Eventually, San José Manor House recovered from the hardships of the Independence movement. Slavery was abolished in Peru in 1854; however, a great number of slaves were still working on the plantations. Fernando Carrillo de Albornoz y Zavala, Fernando and Petronila's eldest son, inherited the property and imported a vapor tractor from Europe.

The last heir of Fernando Carrillo de Albornoz y Zavala and Catalina Mendoza, Julio Carrillo de Albornoz y Mendoza (aged 25), was assassinated by slaves on the main staircase of the manor house during the Pacific War. Right after his death in 1879, the house was sold by his widow, Catalina del Valle y Osma, to Roberto B. Leguía, the President's brother. In 1913, the house was sold by the latter to Manuela Eguren, Cilloniz's widow.

=== Present days ===
Manuela Eguren, Cilloniz's widow, and her 12 children lived years of prosperity at the manor house.

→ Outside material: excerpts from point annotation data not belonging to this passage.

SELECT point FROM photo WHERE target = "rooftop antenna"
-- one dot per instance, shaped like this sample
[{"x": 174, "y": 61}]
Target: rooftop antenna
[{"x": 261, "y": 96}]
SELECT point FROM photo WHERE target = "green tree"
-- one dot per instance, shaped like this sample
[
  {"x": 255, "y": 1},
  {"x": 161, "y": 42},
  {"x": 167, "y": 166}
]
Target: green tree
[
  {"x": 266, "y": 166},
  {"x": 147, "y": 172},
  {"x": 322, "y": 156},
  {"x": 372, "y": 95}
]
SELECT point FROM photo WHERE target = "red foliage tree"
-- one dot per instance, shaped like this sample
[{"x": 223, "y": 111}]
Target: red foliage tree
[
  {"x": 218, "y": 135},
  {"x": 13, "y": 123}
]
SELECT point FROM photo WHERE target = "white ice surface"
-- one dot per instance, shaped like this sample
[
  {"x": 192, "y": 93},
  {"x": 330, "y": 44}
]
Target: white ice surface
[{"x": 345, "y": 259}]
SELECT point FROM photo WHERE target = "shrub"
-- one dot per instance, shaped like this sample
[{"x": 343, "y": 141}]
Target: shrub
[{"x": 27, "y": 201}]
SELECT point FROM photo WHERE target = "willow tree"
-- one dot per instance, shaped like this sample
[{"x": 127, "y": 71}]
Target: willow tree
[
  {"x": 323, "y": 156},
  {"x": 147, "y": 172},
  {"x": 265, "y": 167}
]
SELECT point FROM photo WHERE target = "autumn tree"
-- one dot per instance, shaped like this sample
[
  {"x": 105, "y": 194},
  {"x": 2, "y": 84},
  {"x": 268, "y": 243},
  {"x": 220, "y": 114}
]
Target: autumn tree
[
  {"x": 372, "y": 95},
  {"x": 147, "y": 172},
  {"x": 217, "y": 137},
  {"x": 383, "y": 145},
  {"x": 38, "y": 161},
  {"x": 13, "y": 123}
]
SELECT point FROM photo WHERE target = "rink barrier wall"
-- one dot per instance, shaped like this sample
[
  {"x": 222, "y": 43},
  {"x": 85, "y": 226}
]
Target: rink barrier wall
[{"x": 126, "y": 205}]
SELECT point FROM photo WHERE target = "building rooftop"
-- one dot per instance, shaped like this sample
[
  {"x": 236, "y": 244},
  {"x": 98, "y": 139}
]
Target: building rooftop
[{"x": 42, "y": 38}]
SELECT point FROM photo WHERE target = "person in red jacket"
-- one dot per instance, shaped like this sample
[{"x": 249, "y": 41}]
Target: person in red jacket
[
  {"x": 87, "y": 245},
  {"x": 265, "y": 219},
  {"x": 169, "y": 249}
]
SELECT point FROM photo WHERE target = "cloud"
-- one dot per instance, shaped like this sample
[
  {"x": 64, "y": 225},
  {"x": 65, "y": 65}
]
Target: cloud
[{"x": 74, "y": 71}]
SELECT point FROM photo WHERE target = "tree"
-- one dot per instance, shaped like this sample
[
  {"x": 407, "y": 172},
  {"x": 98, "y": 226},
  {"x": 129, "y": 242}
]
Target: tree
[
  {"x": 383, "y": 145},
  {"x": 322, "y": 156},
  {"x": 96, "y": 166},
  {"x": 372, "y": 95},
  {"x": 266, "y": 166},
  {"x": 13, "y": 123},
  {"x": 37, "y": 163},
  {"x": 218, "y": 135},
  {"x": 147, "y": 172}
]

A cotton gin was built and the cotton was exported to England directly from Tambo the Mora harbor in Chincha. Cattle was also acquired to sell the meat.

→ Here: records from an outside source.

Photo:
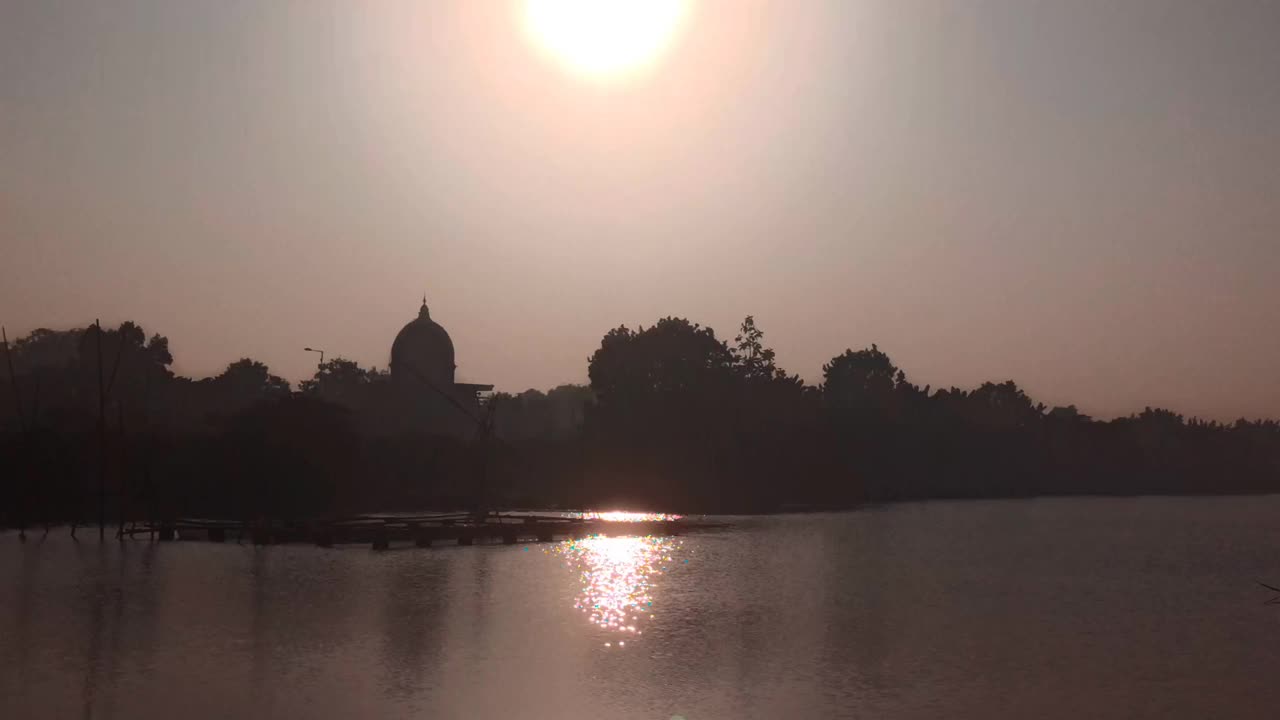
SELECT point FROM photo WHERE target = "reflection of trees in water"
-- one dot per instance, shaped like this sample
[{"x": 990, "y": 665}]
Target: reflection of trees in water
[
  {"x": 415, "y": 605},
  {"x": 19, "y": 652},
  {"x": 108, "y": 597}
]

In 1960, after the Agrarian Law was passed, during the first mandate of President Fernando Belaunde, the lands were split among Manuela Eguren's children. The lands were acquired by Don Julio Cilloniz Eguren, one of ManueIa's sons, who in turn passed them on to his 4 children: Julio, Augusto. German and Amelia Cilloniz Garfias, each one inheriting 150 ha. In 1968, Augusto died and his widow, Doña Angela Benavides de Cilloniz, bought the Manor House from his brothers-in-law. She remains the owner. In 1970, the manor house was declared a World Heritage site.